Recent advances in space geodesy are revolutionizing the field of continental geology and geodynamics. In contrast, progress in geodetic study of the oceanic lithosphere has been very slow because of significant technological challenges associated with precise navigation of oceanic platforms and corrections for variability in sound velocity in water column. We believe, however, that these technological difficulties can be overcome by adopting the rapidly advancing space geodetic and ocean acoustic technologies. Here we propose to develop a new ocean acoustic approach to detect seafloor deformation caused by underwater earthquakes and other geological processes using the Interferometry Synthetic Aperture Sonar (InSAS). This proposal requests seed money to accomplish two key tasks: 1) to develop the InSAS interferogram algorithms that are needed for developing this new technology, and 2) to determine quantitatively how the uncertainties in navigation and ocean acoustic parameters affect the accuracy and precision of the interferograms, considering the requirements of real geological applications. The new insights to be gained from this investigation are critical for identifying practical means to significantly improve resolution of InSAS technology. These initial results are also important for the success of seeking future funding from the NSF, ONR, USGS Earthquake Hazard Program, Southern California Earthquake Center and NOAA to conduct future field experiments in earthquake-prone coastal regions offshore of southern California and elsewhere. This program is part of a long-term effort to enhance WHOI's leadership in the emerging exciting field of seafloor geodesy and the NSF Ocean Observatory Initiative.

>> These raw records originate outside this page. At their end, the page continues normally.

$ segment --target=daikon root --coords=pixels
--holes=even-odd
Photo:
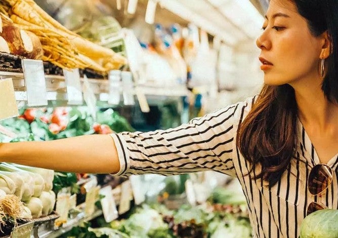
[[[6,215],[16,218],[21,214],[23,203],[15,195],[6,195],[0,199],[0,207]]]
[[[0,36],[0,51],[7,53],[7,54],[11,53],[8,44],[7,44],[7,42],[2,36]]]
[[[10,16],[16,26],[39,37],[44,60],[63,68],[88,67],[104,73],[126,63],[124,57],[112,50],[66,28],[33,0],[0,0],[0,12]]]

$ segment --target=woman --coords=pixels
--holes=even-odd
[[[254,236],[297,237],[312,202],[323,204],[309,212],[338,209],[337,12],[336,0],[271,1],[259,96],[167,131],[2,144],[0,157],[119,175],[213,170],[238,178]]]

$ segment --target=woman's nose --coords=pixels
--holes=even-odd
[[[271,47],[271,42],[267,35],[267,33],[263,32],[263,33],[258,37],[256,40],[256,45],[257,47],[261,50],[265,49],[269,50]]]

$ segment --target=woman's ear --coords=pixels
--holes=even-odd
[[[320,53],[320,58],[326,59],[328,58],[332,52],[332,44],[331,36],[327,31],[325,31],[321,35],[323,39],[323,45],[322,46],[322,51]]]

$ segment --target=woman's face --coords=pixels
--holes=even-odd
[[[323,40],[311,34],[292,1],[271,0],[263,29],[257,44],[261,50],[260,60],[266,84],[292,85],[320,78]]]

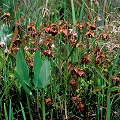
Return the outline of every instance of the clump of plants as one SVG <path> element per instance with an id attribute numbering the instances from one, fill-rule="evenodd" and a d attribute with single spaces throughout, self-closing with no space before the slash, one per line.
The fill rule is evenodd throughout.
<path id="1" fill-rule="evenodd" d="M 103 3 L 99 8 L 97 1 L 30 0 L 1 6 L 2 119 L 119 119 L 119 31 L 109 31 L 107 13 L 98 16 L 101 9 L 111 14 L 113 5 Z"/>

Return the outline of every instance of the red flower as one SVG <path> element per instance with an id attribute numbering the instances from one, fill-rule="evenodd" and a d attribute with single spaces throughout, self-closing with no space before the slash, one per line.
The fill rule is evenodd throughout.
<path id="1" fill-rule="evenodd" d="M 81 102 L 79 102 L 79 103 L 78 103 L 78 106 L 77 106 L 78 112 L 84 111 L 84 107 L 85 107 L 85 105 L 82 104 Z"/>

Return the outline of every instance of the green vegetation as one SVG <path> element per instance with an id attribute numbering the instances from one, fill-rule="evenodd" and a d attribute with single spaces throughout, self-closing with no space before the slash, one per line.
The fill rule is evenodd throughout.
<path id="1" fill-rule="evenodd" d="M 0 0 L 0 118 L 120 119 L 119 0 Z"/>

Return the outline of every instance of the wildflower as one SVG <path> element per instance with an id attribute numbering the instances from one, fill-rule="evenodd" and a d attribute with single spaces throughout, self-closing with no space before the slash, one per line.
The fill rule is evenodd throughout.
<path id="1" fill-rule="evenodd" d="M 75 30 L 69 29 L 69 31 L 70 31 L 69 32 L 70 35 L 77 37 L 77 32 Z"/>
<path id="2" fill-rule="evenodd" d="M 81 70 L 80 68 L 75 68 L 75 67 L 71 67 L 69 68 L 70 72 L 74 75 L 76 75 L 76 77 L 80 76 L 80 77 L 85 77 L 86 73 Z"/>
<path id="3" fill-rule="evenodd" d="M 85 53 L 85 56 L 82 58 L 82 63 L 89 63 L 91 61 L 91 58 L 89 55 L 87 55 L 87 53 Z"/>
<path id="4" fill-rule="evenodd" d="M 88 22 L 88 29 L 91 31 L 96 30 L 96 24 L 91 24 Z"/>
<path id="5" fill-rule="evenodd" d="M 88 36 L 89 38 L 92 38 L 95 36 L 95 33 L 90 30 L 90 31 L 86 32 L 86 36 Z"/>
<path id="6" fill-rule="evenodd" d="M 77 42 L 77 39 L 75 39 L 75 38 L 71 38 L 71 39 L 70 39 L 70 44 L 71 44 L 72 46 L 74 46 L 74 45 L 76 44 L 76 42 Z"/>
<path id="7" fill-rule="evenodd" d="M 74 95 L 72 98 L 71 98 L 72 102 L 75 103 L 79 100 L 79 97 L 77 97 L 76 95 Z"/>
<path id="8" fill-rule="evenodd" d="M 49 43 L 54 43 L 54 38 L 46 38 L 46 39 L 43 41 L 43 44 L 44 44 L 44 45 L 48 45 Z"/>
<path id="9" fill-rule="evenodd" d="M 79 102 L 77 105 L 78 112 L 84 111 L 85 105 L 82 102 Z"/>
<path id="10" fill-rule="evenodd" d="M 0 42 L 0 46 L 1 46 L 1 47 L 4 47 L 4 46 L 5 46 L 5 41 L 1 41 L 1 42 Z"/>
<path id="11" fill-rule="evenodd" d="M 71 85 L 73 90 L 77 90 L 78 89 L 79 82 L 76 82 L 75 79 L 72 79 L 70 82 L 68 82 L 68 84 Z"/>
<path id="12" fill-rule="evenodd" d="M 8 47 L 6 46 L 6 48 L 5 48 L 5 53 L 9 53 L 9 49 L 8 49 Z"/>
<path id="13" fill-rule="evenodd" d="M 50 106 L 52 105 L 52 100 L 50 98 L 45 99 L 46 105 Z"/>
<path id="14" fill-rule="evenodd" d="M 8 13 L 6 13 L 6 17 L 7 17 L 7 19 L 9 19 L 10 18 L 10 16 L 11 16 L 11 14 L 8 12 Z"/>

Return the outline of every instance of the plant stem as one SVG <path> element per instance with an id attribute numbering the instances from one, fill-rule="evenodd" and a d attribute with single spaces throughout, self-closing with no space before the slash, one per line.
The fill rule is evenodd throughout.
<path id="1" fill-rule="evenodd" d="M 45 119 L 45 102 L 44 102 L 44 89 L 42 89 L 42 116 L 43 116 L 43 120 L 46 120 Z"/>

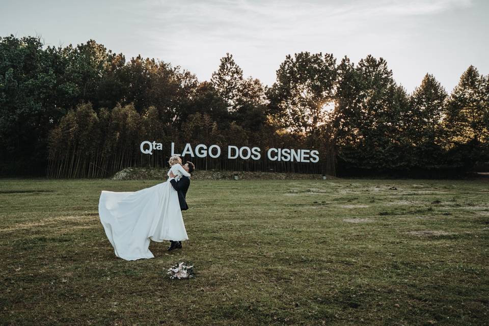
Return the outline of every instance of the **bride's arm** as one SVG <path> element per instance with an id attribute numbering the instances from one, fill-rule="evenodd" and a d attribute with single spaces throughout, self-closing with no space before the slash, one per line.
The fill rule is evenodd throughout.
<path id="1" fill-rule="evenodd" d="M 173 168 L 174 167 L 176 167 L 176 168 L 175 168 L 176 170 L 177 171 L 179 171 L 180 173 L 182 174 L 182 175 L 184 175 L 186 177 L 189 177 L 191 176 L 190 173 L 185 171 L 185 169 L 183 169 L 183 167 L 182 167 L 180 165 L 175 164 L 174 166 L 172 167 L 172 168 Z"/>

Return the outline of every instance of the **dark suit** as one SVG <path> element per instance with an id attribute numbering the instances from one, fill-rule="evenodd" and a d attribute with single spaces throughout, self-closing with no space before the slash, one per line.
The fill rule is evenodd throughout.
<path id="1" fill-rule="evenodd" d="M 190 186 L 190 178 L 182 176 L 180 180 L 175 181 L 175 179 L 170 180 L 170 183 L 173 186 L 173 188 L 178 193 L 178 201 L 180 202 L 180 208 L 182 210 L 188 209 L 187 202 L 185 197 L 187 195 L 187 191 Z"/>

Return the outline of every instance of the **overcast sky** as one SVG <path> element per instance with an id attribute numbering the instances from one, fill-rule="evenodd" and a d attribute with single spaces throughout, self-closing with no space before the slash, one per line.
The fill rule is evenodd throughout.
<path id="1" fill-rule="evenodd" d="M 0 0 L 0 36 L 47 45 L 95 40 L 126 60 L 141 54 L 209 80 L 231 53 L 245 76 L 271 85 L 287 54 L 339 62 L 382 57 L 409 92 L 426 72 L 449 92 L 470 65 L 489 73 L 486 0 Z"/>

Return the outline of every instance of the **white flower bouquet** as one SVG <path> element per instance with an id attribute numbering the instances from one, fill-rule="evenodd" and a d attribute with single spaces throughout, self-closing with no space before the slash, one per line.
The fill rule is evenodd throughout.
<path id="1" fill-rule="evenodd" d="M 168 268 L 167 274 L 170 275 L 170 278 L 172 280 L 189 279 L 194 277 L 194 265 L 187 266 L 184 262 L 181 262 Z"/>

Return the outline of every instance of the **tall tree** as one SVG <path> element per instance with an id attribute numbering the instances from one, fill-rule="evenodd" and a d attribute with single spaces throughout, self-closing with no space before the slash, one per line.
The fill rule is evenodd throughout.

An Instrument for In Situ Pore Water and Sediment Sampling and Sediment Incubation: Proof of Concept and Design
William R. Martin
Marine Chemistry & Geochemistry Department

Given the important role that sediments play in coastal carbon and nutrient budgets, the recent realization that sandy sediments are sites of active diagenesis, and the current focus of many oceanographic efforts on the continental margins, now is the time to develop tools for the study of diagenesis in these environments. Currently available methods provide much useful information, but there is not yet a proven sampler for collecting undisturbed pore water profiles for a variety of solutes in sandy sediments. When this capability is coupled to the ability to incubate sediments in situ and collect the solid phase, the result is an instrument that is unique in its ability to both make estimates of sediment/seawater exchange and elucidate the mechanisms that determine sediment/seawater cycling of carbon and nutrients. We propose to build an instrument that will incorporate the essential components of an in situ sampler and to carry out tests that will demonstrate its ability to perform the desired tasks and allow us to choose components for a complete instrument and create a workable design for the instrument. The capability we will demonstrate with the work proposed here will greatly improve our position for applying for funds to build a simple profiling instrument as well as a profiling/incubating/ coring instrument.

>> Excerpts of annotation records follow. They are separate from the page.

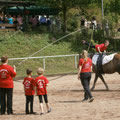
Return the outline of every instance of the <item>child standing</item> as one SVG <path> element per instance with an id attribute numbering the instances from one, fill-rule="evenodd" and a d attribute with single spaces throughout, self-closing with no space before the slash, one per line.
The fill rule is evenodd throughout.
<path id="1" fill-rule="evenodd" d="M 34 100 L 34 79 L 32 78 L 32 70 L 26 70 L 27 77 L 24 78 L 23 85 L 26 96 L 26 114 L 35 114 L 33 112 L 33 100 Z M 29 111 L 30 104 L 30 111 Z"/>
<path id="2" fill-rule="evenodd" d="M 51 112 L 51 108 L 49 107 L 49 103 L 48 103 L 47 89 L 46 89 L 49 81 L 46 77 L 43 76 L 43 73 L 44 73 L 44 70 L 42 68 L 39 68 L 37 70 L 37 74 L 39 76 L 35 78 L 36 92 L 39 97 L 40 109 L 41 109 L 40 115 L 44 114 L 42 96 L 44 97 L 44 101 L 46 103 L 48 113 Z"/>

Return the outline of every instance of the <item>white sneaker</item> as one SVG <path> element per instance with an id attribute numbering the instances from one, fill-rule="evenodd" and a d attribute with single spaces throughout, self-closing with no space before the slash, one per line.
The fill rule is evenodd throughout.
<path id="1" fill-rule="evenodd" d="M 94 100 L 94 97 L 90 98 L 89 102 L 92 102 Z"/>

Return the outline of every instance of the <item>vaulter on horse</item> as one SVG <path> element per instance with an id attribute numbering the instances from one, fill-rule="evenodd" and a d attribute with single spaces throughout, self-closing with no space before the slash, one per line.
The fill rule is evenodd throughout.
<path id="1" fill-rule="evenodd" d="M 83 40 L 82 42 L 83 44 L 88 45 L 90 48 L 95 48 L 96 51 L 99 53 L 99 57 L 97 59 L 97 69 L 98 69 L 98 73 L 103 74 L 104 72 L 102 68 L 102 60 L 103 60 L 103 55 L 105 55 L 105 52 L 109 45 L 109 41 L 106 40 L 103 44 L 97 44 L 97 45 L 90 45 L 90 43 L 86 42 L 85 40 Z"/>

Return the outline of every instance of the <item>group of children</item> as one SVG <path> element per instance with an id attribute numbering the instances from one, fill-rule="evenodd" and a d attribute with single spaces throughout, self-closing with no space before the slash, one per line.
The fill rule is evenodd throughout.
<path id="1" fill-rule="evenodd" d="M 48 103 L 47 89 L 46 89 L 49 81 L 45 76 L 43 76 L 43 73 L 44 70 L 42 68 L 39 68 L 37 70 L 38 77 L 34 79 L 32 78 L 32 70 L 30 69 L 26 70 L 27 77 L 25 77 L 23 81 L 24 91 L 26 96 L 26 108 L 25 108 L 26 114 L 36 114 L 33 111 L 34 94 L 36 94 L 39 98 L 40 109 L 41 109 L 40 115 L 44 114 L 42 97 L 44 97 L 44 101 L 47 107 L 47 112 L 48 113 L 51 112 L 51 108 Z"/>

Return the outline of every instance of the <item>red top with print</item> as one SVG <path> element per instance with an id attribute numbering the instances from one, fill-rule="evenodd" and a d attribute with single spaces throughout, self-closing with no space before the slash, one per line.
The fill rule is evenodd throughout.
<path id="1" fill-rule="evenodd" d="M 49 83 L 48 79 L 44 76 L 35 78 L 35 86 L 37 87 L 37 95 L 47 94 L 46 85 Z"/>
<path id="2" fill-rule="evenodd" d="M 0 88 L 13 88 L 13 77 L 16 72 L 10 65 L 0 65 Z"/>
<path id="3" fill-rule="evenodd" d="M 95 45 L 95 49 L 96 49 L 97 52 L 98 52 L 98 47 L 100 48 L 101 52 L 104 52 L 107 49 L 105 44 Z"/>
<path id="4" fill-rule="evenodd" d="M 87 61 L 84 61 L 83 58 L 79 60 L 79 66 L 82 66 L 81 73 L 91 72 L 92 60 L 87 58 Z"/>
<path id="5" fill-rule="evenodd" d="M 23 81 L 25 95 L 34 95 L 34 79 L 31 77 L 25 77 Z"/>

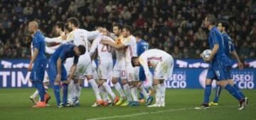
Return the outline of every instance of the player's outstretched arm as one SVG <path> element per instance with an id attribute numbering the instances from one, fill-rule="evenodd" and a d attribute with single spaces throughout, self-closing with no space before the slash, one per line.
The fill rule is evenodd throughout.
<path id="1" fill-rule="evenodd" d="M 100 41 L 100 43 L 102 44 L 105 44 L 105 45 L 110 45 L 111 47 L 114 47 L 114 49 L 123 49 L 125 47 L 125 45 L 123 44 L 115 44 L 110 40 L 102 40 Z"/>
<path id="2" fill-rule="evenodd" d="M 235 59 L 238 61 L 238 66 L 239 69 L 242 70 L 243 68 L 243 65 L 239 59 L 238 53 L 236 52 L 235 50 L 234 50 L 231 52 L 231 54 L 235 57 Z"/>
<path id="3" fill-rule="evenodd" d="M 70 74 L 68 78 L 68 83 L 70 83 L 72 78 L 74 77 L 74 74 L 77 68 L 77 64 L 74 64 L 71 66 Z"/>
<path id="4" fill-rule="evenodd" d="M 212 52 L 210 54 L 210 56 L 207 59 L 204 59 L 205 61 L 210 61 L 214 58 L 214 56 L 216 54 L 218 50 L 219 49 L 219 47 L 220 47 L 218 44 L 215 44 L 212 49 Z"/>
<path id="5" fill-rule="evenodd" d="M 35 48 L 33 56 L 32 56 L 32 58 L 31 58 L 31 61 L 29 63 L 29 66 L 28 66 L 28 71 L 32 70 L 32 64 L 35 61 L 35 59 L 36 59 L 36 56 L 38 56 L 38 52 L 39 52 L 38 49 Z"/>
<path id="6" fill-rule="evenodd" d="M 56 79 L 55 80 L 58 82 L 58 81 L 60 81 L 60 78 L 61 78 L 61 58 L 59 57 L 57 60 L 57 72 L 58 72 L 58 74 L 57 74 L 57 76 L 56 76 Z"/>

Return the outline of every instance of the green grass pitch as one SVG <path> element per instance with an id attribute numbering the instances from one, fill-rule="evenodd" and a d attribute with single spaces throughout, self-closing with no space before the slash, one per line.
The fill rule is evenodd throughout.
<path id="1" fill-rule="evenodd" d="M 92 108 L 95 102 L 92 90 L 84 88 L 80 98 L 80 107 L 57 108 L 52 90 L 51 107 L 31 108 L 28 96 L 34 88 L 0 89 L 0 120 L 86 120 L 86 119 L 256 119 L 256 90 L 244 90 L 250 99 L 249 105 L 243 111 L 238 111 L 238 102 L 225 90 L 223 90 L 218 107 L 209 109 L 195 110 L 203 100 L 203 89 L 167 89 L 166 107 L 147 108 L 140 107 L 102 107 Z"/>

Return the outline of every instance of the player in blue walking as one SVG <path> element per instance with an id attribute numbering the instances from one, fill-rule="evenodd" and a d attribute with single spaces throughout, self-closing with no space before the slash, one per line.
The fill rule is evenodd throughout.
<path id="1" fill-rule="evenodd" d="M 229 58 L 230 58 L 231 55 L 233 56 L 234 58 L 238 61 L 238 66 L 239 69 L 242 70 L 243 68 L 242 63 L 240 60 L 239 56 L 237 52 L 235 52 L 235 45 L 233 42 L 233 40 L 226 32 L 226 31 L 228 30 L 228 28 L 229 28 L 228 23 L 225 21 L 220 21 L 218 24 L 218 29 L 222 32 L 222 36 L 223 37 L 224 47 L 225 47 L 224 52 L 225 54 Z M 228 76 L 228 82 L 230 84 L 233 85 L 234 87 L 235 87 L 237 90 L 239 90 L 238 85 L 235 83 L 234 83 L 234 81 L 231 76 Z M 210 102 L 209 103 L 210 106 L 217 106 L 218 104 L 218 102 L 221 92 L 221 90 L 222 90 L 221 86 L 219 85 L 218 82 L 217 82 L 214 100 L 213 102 Z M 242 95 L 243 97 L 245 97 L 245 99 L 247 99 L 247 100 L 248 100 L 247 98 L 245 97 L 245 95 L 242 93 L 241 93 L 241 95 Z"/>
<path id="2" fill-rule="evenodd" d="M 244 109 L 247 100 L 242 92 L 235 87 L 228 83 L 230 75 L 230 60 L 225 54 L 224 41 L 220 30 L 215 26 L 216 19 L 214 16 L 208 15 L 205 18 L 205 25 L 210 30 L 208 42 L 212 52 L 208 58 L 204 59 L 210 62 L 206 80 L 204 102 L 201 107 L 196 109 L 208 109 L 209 99 L 211 92 L 211 83 L 213 79 L 218 80 L 220 86 L 225 88 L 240 103 L 239 110 Z"/>
<path id="3" fill-rule="evenodd" d="M 45 37 L 35 21 L 29 23 L 28 32 L 33 37 L 32 58 L 28 68 L 31 71 L 29 80 L 37 88 L 40 95 L 40 101 L 33 107 L 46 107 L 46 102 L 50 99 L 50 96 L 46 92 L 43 83 L 46 66 Z"/>
<path id="4" fill-rule="evenodd" d="M 48 60 L 47 73 L 50 82 L 51 83 L 54 82 L 54 94 L 58 107 L 70 106 L 68 103 L 68 85 L 74 76 L 79 56 L 84 54 L 85 52 L 85 46 L 79 45 L 77 47 L 66 43 L 60 45 Z M 70 57 L 74 57 L 74 61 L 68 78 L 67 71 L 64 67 L 64 62 L 67 58 Z M 63 102 L 60 102 L 60 82 L 63 85 Z"/>
<path id="5" fill-rule="evenodd" d="M 142 39 L 142 35 L 140 32 L 137 32 L 134 33 L 134 37 L 136 37 L 136 40 L 137 40 L 137 52 L 138 56 L 139 56 L 145 51 L 148 50 L 149 47 L 149 43 Z M 153 72 L 154 70 L 150 69 L 150 71 L 152 73 L 154 73 Z M 146 90 L 146 88 L 143 86 L 143 83 L 146 80 L 146 75 L 145 75 L 145 72 L 144 72 L 144 70 L 142 66 L 139 66 L 139 79 L 141 81 L 141 85 L 142 87 L 141 88 L 140 92 L 139 92 L 139 102 L 141 103 L 144 102 L 144 94 L 146 94 L 146 96 L 147 96 L 146 104 L 150 105 L 151 104 L 151 102 L 153 102 L 154 98 L 153 98 L 153 97 L 151 97 L 151 95 L 149 95 L 148 90 Z M 143 93 L 143 92 L 144 92 L 144 93 Z"/>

Measuring Sea Level in the Coastal Ocean Using GPS Buoys
Gene Terray and Ruoying He
Applied Ocean Physics & Engineering Department
and
Steve Lentz
Physical Oceanography Department

We propose to explore the possibility of using buoys equipped with high precision GPS receivers to measure sea surface height (SSH) in the coastal ocean. Such measurements would provide offshore boundary conditions for numerical models of coastal ocean dynamics, and could be used to control model error via data assimilation, and to assess model performance. In a recent study, He et al. (2004) demonstrated that data assimilation of SSH measured by coastal tide gauges substantially improved the performance of a coastal ocean model. We expect that the availability of offshore GPS-derived estimates of SSH would provide a further significant increase in our ability to model coastal ocean circulation at high resolution.